Wednesday, October 30, 2013

Witch in the Kitchen

Not sure if she's in the kitchen. She can't seem to get off the ground, so she obviously has the wrong kind of broom. Not really feelin' this one. No cat or cauldron. I'm not even sure which witch is which.

It's Halloween, so someone's gobblin' that goblin.

Monday, October 28, 2013

Let's Roll!

After saving my nickels and dimes, and a thorough exhaustive search, I finally found a unit small enough to be pulled comfortably. A compact and mobile domicile, lightweight and nimble, yet with all the creature comforts to meet my humble needs. Now, when Winter’s gnarled, arthritic fingers throttle me with its long-suffering frigid tedium, I’ve an escape pod. I shall travel to strange and exotic places such as Bowling Green, Memphis and Jacksonville, an itinerant ambassador, spreading Hope, Joy and holding tank effluence all across the Southeastern United States.

And, any skeptics who think my ride inadequately powered for this type of service, I say you are vastly underestimating its capabilities. For it is not a “Weak Glide” or an “Average Glide” or even a “Pretty Damn Good Glide,” it is after all, a SUPER Glide!

Wednesday, October 23, 2013

Chick in the Kitchen

Shredded f@%kin' Wheat.

A balanced diet should contain a proper mix of carbohydrates, fats, protein and fiber.
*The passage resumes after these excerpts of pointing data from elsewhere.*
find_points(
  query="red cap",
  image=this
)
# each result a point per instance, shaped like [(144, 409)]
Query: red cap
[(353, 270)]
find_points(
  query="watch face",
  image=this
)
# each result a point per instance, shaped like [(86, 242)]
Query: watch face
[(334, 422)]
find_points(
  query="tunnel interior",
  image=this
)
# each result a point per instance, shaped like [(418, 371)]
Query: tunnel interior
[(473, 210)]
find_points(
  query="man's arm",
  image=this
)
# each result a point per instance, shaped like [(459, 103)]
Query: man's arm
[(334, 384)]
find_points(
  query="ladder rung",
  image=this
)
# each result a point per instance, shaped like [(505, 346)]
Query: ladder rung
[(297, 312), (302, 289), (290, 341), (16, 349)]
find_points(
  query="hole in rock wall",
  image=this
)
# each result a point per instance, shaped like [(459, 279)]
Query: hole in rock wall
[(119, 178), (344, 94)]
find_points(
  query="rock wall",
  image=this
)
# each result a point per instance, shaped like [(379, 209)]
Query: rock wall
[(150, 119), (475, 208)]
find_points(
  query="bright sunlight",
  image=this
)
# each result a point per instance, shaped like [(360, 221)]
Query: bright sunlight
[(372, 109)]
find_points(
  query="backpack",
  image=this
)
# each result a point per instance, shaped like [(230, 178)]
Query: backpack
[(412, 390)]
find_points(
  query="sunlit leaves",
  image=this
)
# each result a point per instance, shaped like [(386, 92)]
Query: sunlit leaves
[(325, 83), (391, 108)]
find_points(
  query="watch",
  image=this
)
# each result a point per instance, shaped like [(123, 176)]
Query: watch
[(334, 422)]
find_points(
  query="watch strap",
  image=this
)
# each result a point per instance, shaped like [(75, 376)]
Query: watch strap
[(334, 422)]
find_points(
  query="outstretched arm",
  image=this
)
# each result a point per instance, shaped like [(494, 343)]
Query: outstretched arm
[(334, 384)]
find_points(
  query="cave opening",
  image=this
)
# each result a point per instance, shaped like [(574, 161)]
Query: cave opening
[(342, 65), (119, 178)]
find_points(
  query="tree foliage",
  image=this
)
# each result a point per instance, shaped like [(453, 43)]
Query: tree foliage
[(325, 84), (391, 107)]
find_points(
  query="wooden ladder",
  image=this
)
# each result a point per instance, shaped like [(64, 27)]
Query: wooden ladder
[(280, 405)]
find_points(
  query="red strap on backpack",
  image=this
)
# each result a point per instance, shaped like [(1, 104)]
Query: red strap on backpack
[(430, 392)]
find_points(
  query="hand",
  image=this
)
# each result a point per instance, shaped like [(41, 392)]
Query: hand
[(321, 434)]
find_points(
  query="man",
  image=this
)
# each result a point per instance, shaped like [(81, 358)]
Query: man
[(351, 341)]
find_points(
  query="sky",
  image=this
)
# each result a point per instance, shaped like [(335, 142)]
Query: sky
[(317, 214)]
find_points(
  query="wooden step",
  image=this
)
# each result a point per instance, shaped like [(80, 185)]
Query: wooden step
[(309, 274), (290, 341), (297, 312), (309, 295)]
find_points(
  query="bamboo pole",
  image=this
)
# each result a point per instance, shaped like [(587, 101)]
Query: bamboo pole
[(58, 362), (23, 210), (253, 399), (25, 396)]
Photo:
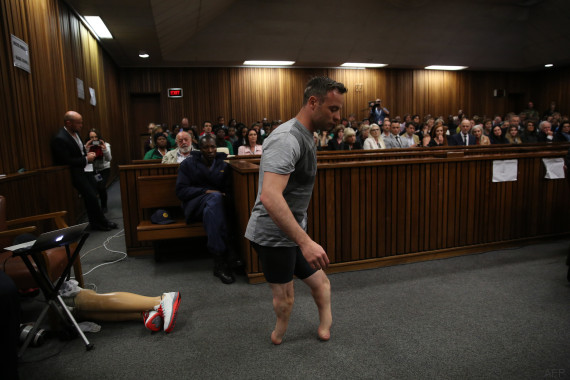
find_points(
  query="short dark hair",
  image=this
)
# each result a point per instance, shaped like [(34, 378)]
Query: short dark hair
[(320, 87)]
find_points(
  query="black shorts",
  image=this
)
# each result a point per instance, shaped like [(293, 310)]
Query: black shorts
[(281, 263)]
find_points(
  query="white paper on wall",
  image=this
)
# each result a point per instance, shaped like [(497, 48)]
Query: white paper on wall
[(93, 101), (80, 89), (554, 168), (505, 170)]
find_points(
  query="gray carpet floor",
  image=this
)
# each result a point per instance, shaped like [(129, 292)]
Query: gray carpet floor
[(502, 314)]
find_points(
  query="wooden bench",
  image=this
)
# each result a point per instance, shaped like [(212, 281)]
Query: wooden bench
[(159, 192)]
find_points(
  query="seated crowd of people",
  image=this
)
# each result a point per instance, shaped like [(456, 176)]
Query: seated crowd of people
[(410, 131), (234, 139), (377, 131)]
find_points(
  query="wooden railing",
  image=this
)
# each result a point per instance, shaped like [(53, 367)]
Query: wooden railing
[(391, 210)]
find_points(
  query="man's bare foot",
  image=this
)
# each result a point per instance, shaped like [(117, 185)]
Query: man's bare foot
[(275, 339), (324, 333)]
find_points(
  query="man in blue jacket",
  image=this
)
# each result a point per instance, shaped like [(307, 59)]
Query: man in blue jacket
[(203, 186)]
Wednesday, October 16, 2013

Love Beads

I can make sparks and stick metal together, but I’m no welder. My welds, performed with a hardware store wire-feed MIG, is like an old East German hooker. Hairy armpits and ugly, and may need some covering up with Soviet-era pancake makeup, but they get the job done.

The gentleman pictured is an old redneck hippy I’ve known since the days we spent smoking surreptitious joints in the high school parking lot, between mind-numbing indoctrination sessions in the Jerkwater Central Public School System. Here he’s puzzling out some electrical demons plaguing his ‘70 Honda 750 four (never did get it figured out.) He is a rum-drinking eater of fish heads and spends his weekends scraping the scales off of mud carp with the edge of hubcaps and riding quads at a retired meth lab in the scenic southern hills of our great state.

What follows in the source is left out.